Unfortunately, it looks like the transport map hasn't yet converged. While the loss convergence is not illuminating in any standalone figure, it does seem like the optimization was not quite done after our 100 epochs with a learning rate of 0.001. Future work would certainly be to optimize the map over a much longer period and do a more careful hyperparameter search. The upside is that, even for a partially trained map, we still do not seem to need to be particularly careful about the tails of the distribution.
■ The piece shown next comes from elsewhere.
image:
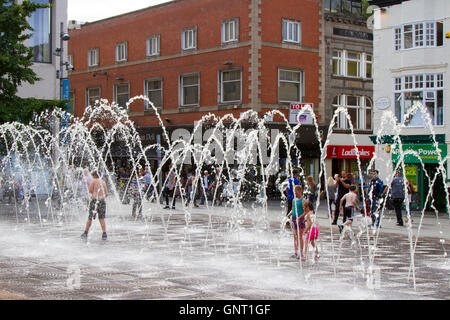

We also scale to higher dimensions much better than polynomials; we only used a network with 12960 parameters, which is leagues below the dimensionally-exponential growth of the polynomial basis.
Conclusions
While this blog post may have overstayed its welcome, it is certainly clear that these MRNNs are a viable alternative to polynomials in both lower and higher dimensions, given enough samples. This post only touches on different possibilities with such maps, and it is exciting to consider comparing results with different state-of-the-art methods which I didn't have time to train for these particular problems. The MRNNs that I show here seem capable enough to perform conditional inference quickly; the questions of sample efficiency, convergence, and a good validation procedure were not as readily addressed as I would have hoped just due to the time and space constraints of this project. I do hope to address all of these things in the future, and I do believe that these are tractable for uses across many different areas.